Can tech companies withstand hard times?

SEATTLE -- How will Silicon Valley make out if the economy slides into recession? Tech suppliers expect to be hit hard. But big winners could quickly start to emerge from the chaos, say tech industry analysts.

With credit scarce and job cuts mounting, consumers and businesses have begun adopting a cautious approach to tech spending.

No one will escape the unfolding economic slowdown, Microsoft msft CEO Steve Ballmer told reporters in Oslo, this week. "I think one has to anticipate that no company is immune to these issues, " Ballmer said.

Yet some tech companies are better equipped than others. Google goog, for instance, which dominates search advertising, should hold steady so long as Web users continue to shop, socialize and do research online. But Yahoo, the leader in brand advertising, could be vulnerable as advertisers trim budgets for image ads.

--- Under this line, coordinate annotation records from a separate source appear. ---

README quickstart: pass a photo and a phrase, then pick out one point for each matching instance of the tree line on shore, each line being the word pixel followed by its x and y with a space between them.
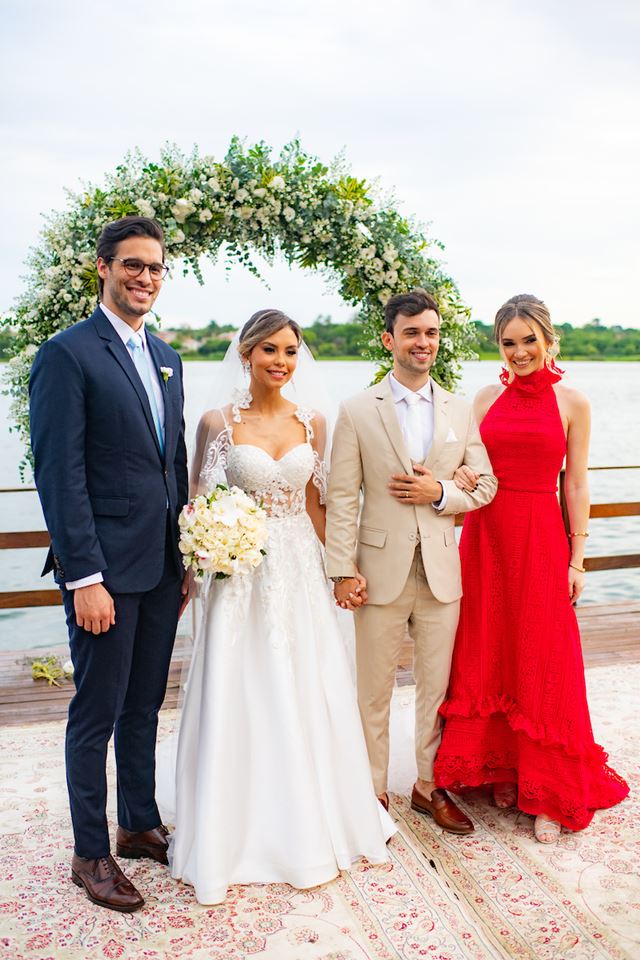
pixel 332 341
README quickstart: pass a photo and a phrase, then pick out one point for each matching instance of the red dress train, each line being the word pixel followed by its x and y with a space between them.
pixel 517 708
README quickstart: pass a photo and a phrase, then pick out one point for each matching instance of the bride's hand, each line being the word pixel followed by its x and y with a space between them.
pixel 466 479
pixel 361 589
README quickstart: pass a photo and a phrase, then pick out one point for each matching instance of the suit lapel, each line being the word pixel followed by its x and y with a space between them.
pixel 440 423
pixel 387 411
pixel 154 353
pixel 119 352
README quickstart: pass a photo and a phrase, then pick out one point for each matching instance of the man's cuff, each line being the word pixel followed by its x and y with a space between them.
pixel 442 502
pixel 84 582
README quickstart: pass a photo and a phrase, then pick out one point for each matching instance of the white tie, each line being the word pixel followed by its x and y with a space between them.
pixel 413 428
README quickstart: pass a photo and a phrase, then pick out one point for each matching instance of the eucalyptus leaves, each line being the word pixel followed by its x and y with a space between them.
pixel 292 206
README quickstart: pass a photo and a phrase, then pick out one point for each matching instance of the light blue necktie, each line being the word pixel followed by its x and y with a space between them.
pixel 137 352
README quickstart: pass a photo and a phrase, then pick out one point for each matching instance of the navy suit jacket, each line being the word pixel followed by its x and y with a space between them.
pixel 103 483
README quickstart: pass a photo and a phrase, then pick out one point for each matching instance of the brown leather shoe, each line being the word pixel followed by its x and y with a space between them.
pixel 151 843
pixel 105 883
pixel 443 810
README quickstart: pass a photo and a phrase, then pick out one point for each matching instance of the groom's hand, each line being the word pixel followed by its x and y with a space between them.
pixel 418 489
pixel 350 593
pixel 94 607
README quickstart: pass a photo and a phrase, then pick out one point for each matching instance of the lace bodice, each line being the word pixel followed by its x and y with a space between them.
pixel 278 485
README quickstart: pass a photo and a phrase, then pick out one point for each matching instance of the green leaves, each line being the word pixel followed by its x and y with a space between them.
pixel 291 206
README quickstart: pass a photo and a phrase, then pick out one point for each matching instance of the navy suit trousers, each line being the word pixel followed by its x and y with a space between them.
pixel 120 679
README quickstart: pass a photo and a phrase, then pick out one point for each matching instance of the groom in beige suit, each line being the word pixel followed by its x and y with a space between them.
pixel 398 444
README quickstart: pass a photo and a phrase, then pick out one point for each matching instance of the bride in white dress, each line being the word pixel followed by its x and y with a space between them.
pixel 272 780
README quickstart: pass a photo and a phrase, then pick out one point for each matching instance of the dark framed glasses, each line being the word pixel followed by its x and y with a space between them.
pixel 134 267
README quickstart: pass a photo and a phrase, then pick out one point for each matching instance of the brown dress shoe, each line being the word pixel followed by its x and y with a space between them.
pixel 443 810
pixel 151 843
pixel 105 883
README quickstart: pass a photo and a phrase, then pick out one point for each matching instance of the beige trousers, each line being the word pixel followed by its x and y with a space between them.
pixel 380 631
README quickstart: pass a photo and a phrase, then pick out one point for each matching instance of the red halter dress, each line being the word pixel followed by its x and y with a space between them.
pixel 517 706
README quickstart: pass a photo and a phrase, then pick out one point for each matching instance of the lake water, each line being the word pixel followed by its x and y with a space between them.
pixel 614 392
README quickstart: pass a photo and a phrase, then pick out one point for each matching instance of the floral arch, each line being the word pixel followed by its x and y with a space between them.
pixel 293 207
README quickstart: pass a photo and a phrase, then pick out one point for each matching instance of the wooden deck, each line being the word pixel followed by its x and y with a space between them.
pixel 610 635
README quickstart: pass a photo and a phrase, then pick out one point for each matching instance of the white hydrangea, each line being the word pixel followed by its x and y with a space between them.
pixel 222 534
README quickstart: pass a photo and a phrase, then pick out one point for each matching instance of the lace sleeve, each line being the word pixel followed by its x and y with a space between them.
pixel 316 428
pixel 210 458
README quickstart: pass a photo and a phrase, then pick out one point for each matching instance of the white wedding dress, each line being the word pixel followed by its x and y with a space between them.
pixel 272 781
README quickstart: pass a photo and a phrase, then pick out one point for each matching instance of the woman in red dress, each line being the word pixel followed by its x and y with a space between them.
pixel 516 712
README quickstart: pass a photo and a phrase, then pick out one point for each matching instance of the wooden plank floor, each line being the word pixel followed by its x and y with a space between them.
pixel 610 635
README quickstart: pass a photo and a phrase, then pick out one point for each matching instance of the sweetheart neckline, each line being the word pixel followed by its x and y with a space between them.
pixel 266 452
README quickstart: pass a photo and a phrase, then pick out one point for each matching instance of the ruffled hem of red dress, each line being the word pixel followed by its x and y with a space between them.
pixel 520 723
pixel 461 772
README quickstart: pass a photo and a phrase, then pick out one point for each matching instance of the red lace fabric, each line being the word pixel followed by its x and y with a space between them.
pixel 517 707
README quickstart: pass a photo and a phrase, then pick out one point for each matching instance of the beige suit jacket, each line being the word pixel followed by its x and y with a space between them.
pixel 376 531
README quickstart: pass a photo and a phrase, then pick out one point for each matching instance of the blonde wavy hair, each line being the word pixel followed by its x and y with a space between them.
pixel 535 314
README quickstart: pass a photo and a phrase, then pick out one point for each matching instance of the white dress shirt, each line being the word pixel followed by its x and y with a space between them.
pixel 426 416
pixel 124 331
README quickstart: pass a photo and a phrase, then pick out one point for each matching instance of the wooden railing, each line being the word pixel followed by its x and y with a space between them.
pixel 11 599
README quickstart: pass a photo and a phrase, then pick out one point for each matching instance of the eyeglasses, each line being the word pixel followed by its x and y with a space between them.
pixel 134 267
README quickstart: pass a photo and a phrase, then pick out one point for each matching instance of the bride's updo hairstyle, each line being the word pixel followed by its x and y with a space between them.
pixel 261 326
pixel 536 315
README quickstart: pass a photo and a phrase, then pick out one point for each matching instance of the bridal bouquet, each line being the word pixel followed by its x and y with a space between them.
pixel 222 533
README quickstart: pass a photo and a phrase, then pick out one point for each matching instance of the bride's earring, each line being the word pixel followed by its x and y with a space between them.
pixel 241 396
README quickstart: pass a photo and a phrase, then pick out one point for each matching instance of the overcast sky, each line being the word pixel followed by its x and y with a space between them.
pixel 510 127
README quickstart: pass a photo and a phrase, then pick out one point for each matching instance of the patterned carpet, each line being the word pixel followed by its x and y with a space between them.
pixel 497 894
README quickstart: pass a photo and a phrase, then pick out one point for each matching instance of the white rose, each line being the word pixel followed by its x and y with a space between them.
pixel 145 208
pixel 182 209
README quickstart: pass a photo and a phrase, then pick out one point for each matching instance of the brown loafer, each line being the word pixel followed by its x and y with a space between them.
pixel 150 843
pixel 105 883
pixel 443 810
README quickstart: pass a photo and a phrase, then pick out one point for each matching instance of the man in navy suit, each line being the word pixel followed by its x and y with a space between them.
pixel 107 434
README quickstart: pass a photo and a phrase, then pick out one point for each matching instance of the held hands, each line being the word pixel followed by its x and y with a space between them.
pixel 95 609
pixel 417 489
pixel 351 593
pixel 188 591
pixel 466 479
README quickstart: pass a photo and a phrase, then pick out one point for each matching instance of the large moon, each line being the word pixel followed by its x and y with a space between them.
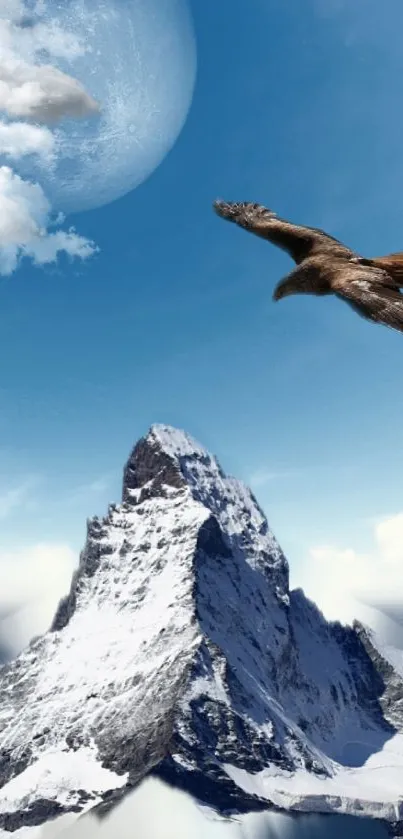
pixel 139 64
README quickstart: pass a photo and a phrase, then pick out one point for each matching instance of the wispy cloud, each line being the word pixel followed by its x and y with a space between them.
pixel 342 580
pixel 155 811
pixel 32 581
pixel 265 476
pixel 12 499
pixel 90 491
pixel 30 90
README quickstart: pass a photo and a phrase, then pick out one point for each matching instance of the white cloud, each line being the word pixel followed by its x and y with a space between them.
pixel 42 93
pixel 24 221
pixel 20 138
pixel 264 476
pixel 343 581
pixel 14 498
pixel 153 811
pixel 37 91
pixel 32 581
pixel 11 9
pixel 33 89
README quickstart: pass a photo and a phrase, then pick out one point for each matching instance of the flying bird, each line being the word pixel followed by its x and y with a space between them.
pixel 372 287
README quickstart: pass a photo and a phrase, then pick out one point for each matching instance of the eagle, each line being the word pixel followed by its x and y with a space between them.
pixel 372 287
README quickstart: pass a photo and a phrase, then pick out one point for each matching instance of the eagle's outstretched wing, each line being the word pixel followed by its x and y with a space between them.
pixel 377 300
pixel 392 263
pixel 300 242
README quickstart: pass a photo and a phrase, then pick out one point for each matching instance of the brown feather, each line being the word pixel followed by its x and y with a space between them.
pixel 393 264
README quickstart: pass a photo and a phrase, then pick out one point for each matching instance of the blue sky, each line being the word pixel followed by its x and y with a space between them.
pixel 296 105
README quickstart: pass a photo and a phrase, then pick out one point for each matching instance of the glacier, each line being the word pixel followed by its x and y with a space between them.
pixel 180 652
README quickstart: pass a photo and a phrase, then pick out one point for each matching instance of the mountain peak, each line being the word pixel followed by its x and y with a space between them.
pixel 180 651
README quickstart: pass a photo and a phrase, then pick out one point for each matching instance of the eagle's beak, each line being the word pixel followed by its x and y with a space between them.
pixel 279 292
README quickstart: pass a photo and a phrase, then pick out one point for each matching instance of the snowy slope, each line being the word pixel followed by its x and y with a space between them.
pixel 180 651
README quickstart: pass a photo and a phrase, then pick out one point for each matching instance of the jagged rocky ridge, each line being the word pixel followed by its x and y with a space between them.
pixel 180 651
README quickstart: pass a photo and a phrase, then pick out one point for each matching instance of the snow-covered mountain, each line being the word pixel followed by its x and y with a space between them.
pixel 180 651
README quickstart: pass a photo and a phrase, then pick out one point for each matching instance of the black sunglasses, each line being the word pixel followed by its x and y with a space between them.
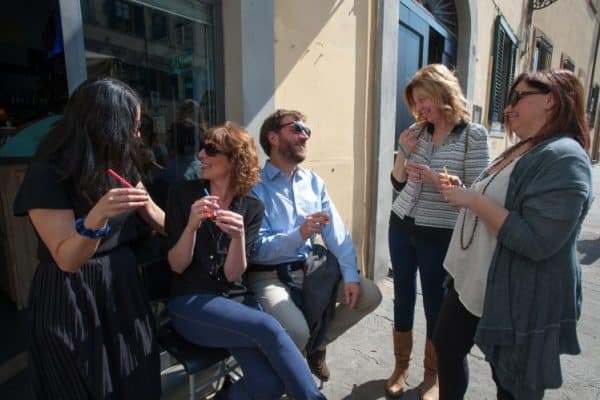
pixel 516 96
pixel 298 127
pixel 211 149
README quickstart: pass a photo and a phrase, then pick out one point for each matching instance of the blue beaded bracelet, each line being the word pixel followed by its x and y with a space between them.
pixel 403 151
pixel 94 234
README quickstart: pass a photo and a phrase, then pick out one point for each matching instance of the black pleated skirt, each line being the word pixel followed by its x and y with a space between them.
pixel 92 332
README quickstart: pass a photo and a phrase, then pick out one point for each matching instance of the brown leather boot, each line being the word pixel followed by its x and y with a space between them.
pixel 429 389
pixel 396 383
pixel 318 365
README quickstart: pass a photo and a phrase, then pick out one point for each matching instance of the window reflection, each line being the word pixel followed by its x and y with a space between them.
pixel 164 50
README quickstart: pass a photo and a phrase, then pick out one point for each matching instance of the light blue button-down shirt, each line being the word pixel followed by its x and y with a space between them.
pixel 287 204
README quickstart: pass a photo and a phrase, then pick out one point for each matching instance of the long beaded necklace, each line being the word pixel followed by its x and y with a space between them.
pixel 492 178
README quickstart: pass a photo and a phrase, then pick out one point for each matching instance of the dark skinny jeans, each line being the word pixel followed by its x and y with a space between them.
pixel 453 339
pixel 409 253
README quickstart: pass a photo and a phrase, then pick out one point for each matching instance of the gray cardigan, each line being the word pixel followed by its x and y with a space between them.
pixel 533 296
pixel 465 153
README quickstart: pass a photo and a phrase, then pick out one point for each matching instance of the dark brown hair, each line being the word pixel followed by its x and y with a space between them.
pixel 272 124
pixel 567 116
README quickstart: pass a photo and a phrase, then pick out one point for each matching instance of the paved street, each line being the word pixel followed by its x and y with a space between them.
pixel 362 358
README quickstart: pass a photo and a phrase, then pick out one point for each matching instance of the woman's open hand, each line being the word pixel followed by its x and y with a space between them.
pixel 203 208
pixel 457 195
pixel 231 223
pixel 114 202
pixel 408 139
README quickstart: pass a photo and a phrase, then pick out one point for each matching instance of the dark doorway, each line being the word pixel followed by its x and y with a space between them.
pixel 423 39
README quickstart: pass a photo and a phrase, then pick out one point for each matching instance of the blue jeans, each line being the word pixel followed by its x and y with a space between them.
pixel 269 359
pixel 409 254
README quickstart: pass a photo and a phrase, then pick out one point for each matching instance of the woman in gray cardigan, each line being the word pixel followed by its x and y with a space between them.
pixel 516 280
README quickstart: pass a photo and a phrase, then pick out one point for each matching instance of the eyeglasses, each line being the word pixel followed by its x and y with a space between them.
pixel 516 96
pixel 211 149
pixel 299 127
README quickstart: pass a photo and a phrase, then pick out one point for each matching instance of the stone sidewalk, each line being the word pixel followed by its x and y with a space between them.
pixel 362 358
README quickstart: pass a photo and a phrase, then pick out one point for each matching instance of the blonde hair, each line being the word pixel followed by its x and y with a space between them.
pixel 239 146
pixel 443 87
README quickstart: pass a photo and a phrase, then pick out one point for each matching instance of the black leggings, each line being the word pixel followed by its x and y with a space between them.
pixel 453 339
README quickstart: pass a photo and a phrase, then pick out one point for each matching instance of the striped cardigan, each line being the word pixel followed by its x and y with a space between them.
pixel 465 153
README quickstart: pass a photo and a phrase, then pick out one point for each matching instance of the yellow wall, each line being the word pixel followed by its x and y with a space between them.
pixel 322 57
pixel 573 37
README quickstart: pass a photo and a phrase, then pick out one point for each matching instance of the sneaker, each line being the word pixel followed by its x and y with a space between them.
pixel 318 365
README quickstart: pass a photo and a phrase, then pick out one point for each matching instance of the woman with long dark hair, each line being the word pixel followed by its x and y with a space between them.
pixel 212 224
pixel 516 279
pixel 91 326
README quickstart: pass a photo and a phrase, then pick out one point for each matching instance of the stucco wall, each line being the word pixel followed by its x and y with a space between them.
pixel 321 68
pixel 575 39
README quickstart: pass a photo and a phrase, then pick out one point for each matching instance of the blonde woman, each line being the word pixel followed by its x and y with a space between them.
pixel 442 141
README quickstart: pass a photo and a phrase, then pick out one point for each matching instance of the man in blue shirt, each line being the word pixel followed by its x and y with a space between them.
pixel 297 208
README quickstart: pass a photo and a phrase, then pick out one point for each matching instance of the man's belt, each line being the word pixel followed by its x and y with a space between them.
pixel 293 266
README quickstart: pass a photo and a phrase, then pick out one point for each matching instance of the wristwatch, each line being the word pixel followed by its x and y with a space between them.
pixel 94 234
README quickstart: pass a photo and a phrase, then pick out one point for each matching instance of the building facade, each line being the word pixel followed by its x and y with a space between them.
pixel 343 63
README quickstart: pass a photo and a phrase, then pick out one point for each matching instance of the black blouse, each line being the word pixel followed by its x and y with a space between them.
pixel 205 272
pixel 43 188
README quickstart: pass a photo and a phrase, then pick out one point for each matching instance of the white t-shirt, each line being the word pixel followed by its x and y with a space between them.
pixel 470 267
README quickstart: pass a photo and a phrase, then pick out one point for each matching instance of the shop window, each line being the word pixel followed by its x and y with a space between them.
pixel 164 49
pixel 505 52
pixel 542 53
pixel 566 62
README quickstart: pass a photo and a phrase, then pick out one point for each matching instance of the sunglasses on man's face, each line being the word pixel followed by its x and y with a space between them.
pixel 517 96
pixel 211 149
pixel 299 127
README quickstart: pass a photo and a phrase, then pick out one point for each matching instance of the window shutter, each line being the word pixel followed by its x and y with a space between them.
pixel 497 81
pixel 505 59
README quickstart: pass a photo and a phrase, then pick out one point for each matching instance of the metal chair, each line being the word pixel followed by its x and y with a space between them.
pixel 156 277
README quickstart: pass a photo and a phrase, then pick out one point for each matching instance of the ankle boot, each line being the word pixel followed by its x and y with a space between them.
pixel 429 389
pixel 396 383
pixel 318 365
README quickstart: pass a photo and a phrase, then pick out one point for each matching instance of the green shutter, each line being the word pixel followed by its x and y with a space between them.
pixel 497 81
pixel 505 59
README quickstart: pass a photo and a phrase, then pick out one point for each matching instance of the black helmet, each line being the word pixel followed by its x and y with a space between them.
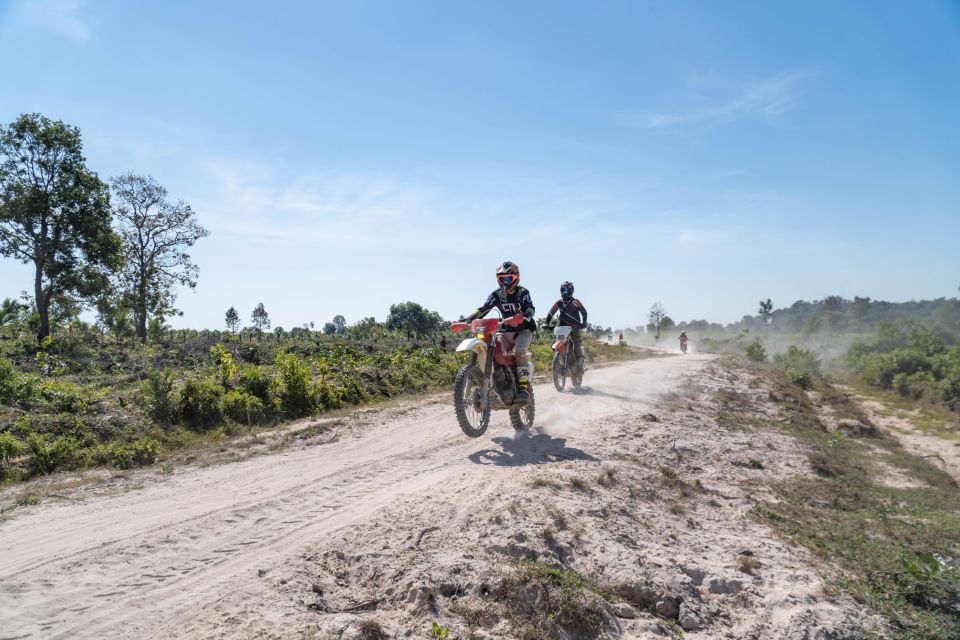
pixel 508 275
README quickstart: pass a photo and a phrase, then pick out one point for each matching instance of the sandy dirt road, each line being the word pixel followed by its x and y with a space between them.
pixel 158 560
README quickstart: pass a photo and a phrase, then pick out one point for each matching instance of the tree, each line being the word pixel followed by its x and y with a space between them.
pixel 13 314
pixel 860 307
pixel 766 310
pixel 655 317
pixel 832 307
pixel 413 319
pixel 54 212
pixel 260 318
pixel 156 234
pixel 232 319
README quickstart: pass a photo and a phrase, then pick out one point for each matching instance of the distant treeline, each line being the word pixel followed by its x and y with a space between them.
pixel 835 314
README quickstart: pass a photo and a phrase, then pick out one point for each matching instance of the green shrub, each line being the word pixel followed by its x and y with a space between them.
pixel 254 381
pixel 157 392
pixel 141 453
pixel 15 386
pixel 199 404
pixel 755 351
pixel 65 397
pixel 62 453
pixel 297 396
pixel 242 407
pixel 10 449
pixel 223 361
pixel 800 365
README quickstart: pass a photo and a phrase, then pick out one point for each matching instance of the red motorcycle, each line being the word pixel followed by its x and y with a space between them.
pixel 487 383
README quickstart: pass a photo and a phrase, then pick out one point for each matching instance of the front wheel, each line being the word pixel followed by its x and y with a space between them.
pixel 577 376
pixel 473 417
pixel 522 417
pixel 559 376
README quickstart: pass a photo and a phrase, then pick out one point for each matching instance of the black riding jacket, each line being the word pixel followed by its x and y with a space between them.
pixel 509 304
pixel 572 313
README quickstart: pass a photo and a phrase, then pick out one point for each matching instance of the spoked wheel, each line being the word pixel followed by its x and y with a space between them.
pixel 577 377
pixel 559 377
pixel 522 417
pixel 576 371
pixel 468 401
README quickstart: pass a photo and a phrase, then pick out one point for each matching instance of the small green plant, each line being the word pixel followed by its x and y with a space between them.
pixel 199 404
pixel 28 500
pixel 223 362
pixel 297 397
pixel 755 351
pixel 157 392
pixel 667 472
pixel 607 477
pixel 10 449
pixel 800 365
pixel 243 408
pixel 370 630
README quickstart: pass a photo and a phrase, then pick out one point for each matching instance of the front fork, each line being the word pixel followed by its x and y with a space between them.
pixel 487 378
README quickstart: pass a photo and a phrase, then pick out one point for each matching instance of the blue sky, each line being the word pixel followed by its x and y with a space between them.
pixel 349 155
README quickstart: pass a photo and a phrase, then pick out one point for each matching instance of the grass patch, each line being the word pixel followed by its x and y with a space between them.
pixel 543 483
pixel 896 547
pixel 543 602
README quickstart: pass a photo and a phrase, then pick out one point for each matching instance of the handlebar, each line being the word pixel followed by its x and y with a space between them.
pixel 513 321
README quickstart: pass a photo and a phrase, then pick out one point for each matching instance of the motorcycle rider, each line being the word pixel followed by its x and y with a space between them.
pixel 510 298
pixel 571 313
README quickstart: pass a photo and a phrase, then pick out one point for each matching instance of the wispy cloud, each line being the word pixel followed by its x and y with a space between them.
pixel 773 96
pixel 63 17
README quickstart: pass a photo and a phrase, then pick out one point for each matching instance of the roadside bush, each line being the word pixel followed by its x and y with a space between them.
pixel 157 392
pixel 65 397
pixel 15 386
pixel 10 449
pixel 223 361
pixel 258 384
pixel 243 408
pixel 800 365
pixel 297 396
pixel 62 453
pixel 141 453
pixel 916 365
pixel 199 404
pixel 755 351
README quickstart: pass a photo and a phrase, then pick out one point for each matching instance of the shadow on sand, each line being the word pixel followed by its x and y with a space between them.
pixel 534 449
pixel 590 391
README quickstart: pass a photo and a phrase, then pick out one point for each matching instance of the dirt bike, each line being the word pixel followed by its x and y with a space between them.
pixel 487 383
pixel 565 360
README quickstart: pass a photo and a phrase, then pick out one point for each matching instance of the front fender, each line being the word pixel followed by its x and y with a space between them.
pixel 477 346
pixel 473 344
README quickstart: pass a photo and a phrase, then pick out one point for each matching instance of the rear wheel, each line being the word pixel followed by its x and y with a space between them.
pixel 559 377
pixel 522 417
pixel 468 401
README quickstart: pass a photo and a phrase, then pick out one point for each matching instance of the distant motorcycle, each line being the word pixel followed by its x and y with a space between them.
pixel 565 361
pixel 488 383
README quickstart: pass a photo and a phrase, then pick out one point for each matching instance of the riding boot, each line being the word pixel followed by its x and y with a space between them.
pixel 523 383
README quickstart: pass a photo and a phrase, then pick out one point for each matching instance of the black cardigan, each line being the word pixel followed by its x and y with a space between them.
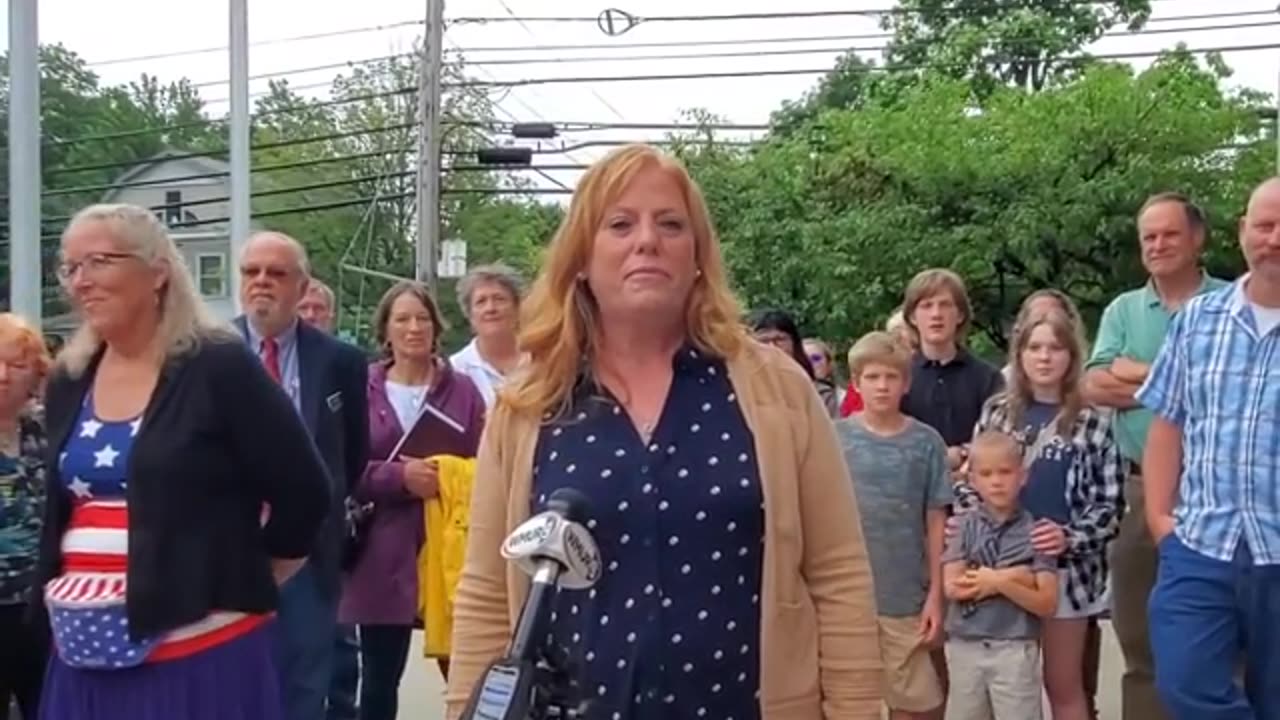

IBM, ibm Hewlett-Packard hpq and Oracle orcl can hunker down with cash pouring in from a diverse array of corporate and government contracts; they also stand to earn billions helping the credit industry reconstitute itself.

Not so much Sun Microsystems javad, which has been heavily reliant on sales to the troubled financial firms, notes Charles King, analyst at Pund-IT Research. In its quarterly report, filed Aug. 1, Sun warned that "slowing performance in the U.S." could have an impact on "top-line revenue growth."

Meanwhile, Microsoft will continue to rake in huge profits from corporate licenses for Windows and Office. The software titan recently designated $40 billion to buy back company shares; it has $24 billion in cash, no debt and few distractions, having failed in its attempted hostile takeover of Yahoo. "Not buying Yahoo yhoo looks better and better all the time," says RedMonk analyst James Governor.

As companies trim in-house tech staffs, Microsoft could see demand heat up for its new line of hosted business services, with which it hopes to compete against the likes of crm and NetSuite n, says Directions on Microsoft analyst Paul DeGroot.

The credit squeeze "is highlighting the wisdom" of renting software and data storage hosted on computer servers managed by the tech supplier, says DeGroot. New hosted business services from Amazon amzn, Google and Yahoo should "become more popular replacements for the on-premise data center," he says.

Firms such as Symantec symc, SecureWorks and Kaspersky Lab should also see demand increase for their security systems. Rob Enderle, analyst at Enderle Group, says cyberintrusions of corporate systems can be expected to rise during a downturn. "Security has become a nightmare," he says, adding that corporate defenses are "massively substandard."